In 2009, Combined Anti-piracy Task Force 151 (CTF 151) was formed to combat the increasing boldness of the pirates. CTF 151 is an international force which has been commanded by members of various navies from 25 countries, including the U.S., Pakistan, Turkey, South Korea, and New Zealand. The mission of CTF 151 is to protect shipping lanes from piracy and to restore freedom of navigation and legitimate maritime commerce.
A valuable resource is the updated 2011 publication called “Best Management Practices, Version 4” (BMP4), which has been endorsed by NATO Shipping Centre, Maritime Security Centre Horn-of-Africa (MSCHOA), and others. It outlines ways in which ship owners and captains should implement self-protective measures in order to deter piracy. The measures laid out in this publication may have a central role in deciding whether employers of seamen have done enough to protect their employees sailing vessels through waters rife with pirates.
A well-known incident off Somalia, which occurred on April 8, 2009, involved the American-flagged M/V MAERSK ALABAMA, 508-foot container ship.
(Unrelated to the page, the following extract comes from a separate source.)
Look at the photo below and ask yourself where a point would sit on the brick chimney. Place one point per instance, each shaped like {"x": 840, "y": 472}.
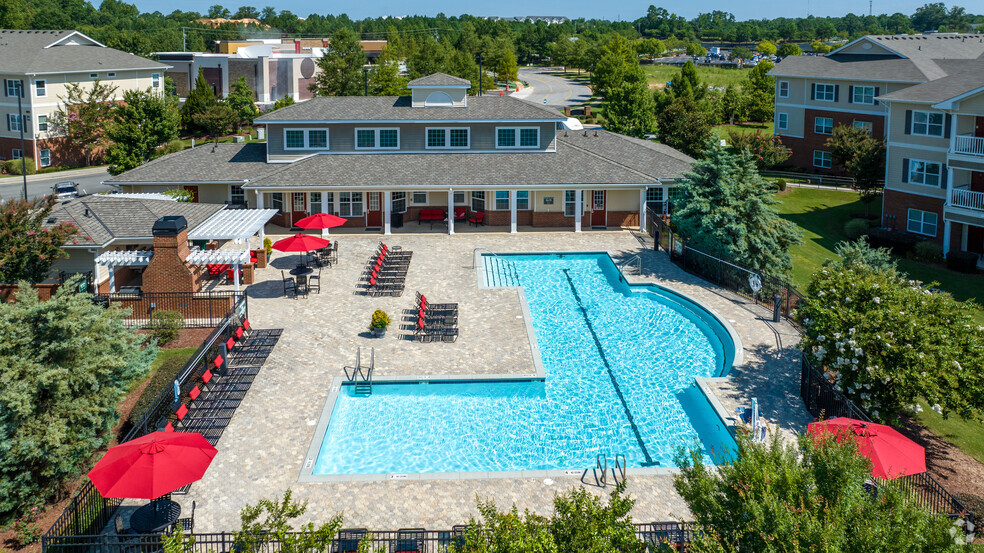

At that time, there was an advisory that ships keep at least 600 nautical miles (nearly 690.5 miles) from the Somali coast. MAERSK ALABAMA was 240 nautical miles off the coast when pirates boarded her. Miguel Ruiz, John Cronan, and Richard E. Hicks were crewmembers who were confined and roughed up by the pirates; these men sought compensation under the Jones Act and General Maritime Law for personal injuries resultant of the pirates’ treatment of them. Ruiz, et al. v Waterman Steamship Corporation and Maersk Line Limited – 2011 WL 4089416 (Tex.App.-Houston [1st Dist.] 2011). Under the Jones Act, the plaintiffs in Ruiz seek to recover damages by showing employer negligence. That case has not yet been resolved and the final outcome is uncertain.
There have not been many cases decided by courts facing the question of employers’ duties to protect employee seamen sailing in areas known for pirate activity. Some of the questions likely to arise at trial include: What were the duties of the employer (Maersk in the Ruiz case) toward its crew in waters known for pirate attacks? Did the employers ignore advisories and warnings? Had the employers implemented any of the self-protection measures discussed in BMP4? Could they have avoided attack and capture by sailing a different route? Were the crew trained, and should they have been trained, for such an emergency? In other words, was the employer negligent toward its crew, and thus liable for the injuries caused by the pirates?
Our guess is that courts will rule that the employer must take reasonable steps to protect employees sailing in dangerous situations. This may require special training for the crew. It may require hiring of guards. Employers may have to modify their vessels in some way. We will keep an eye on this developing area of law and report what we find.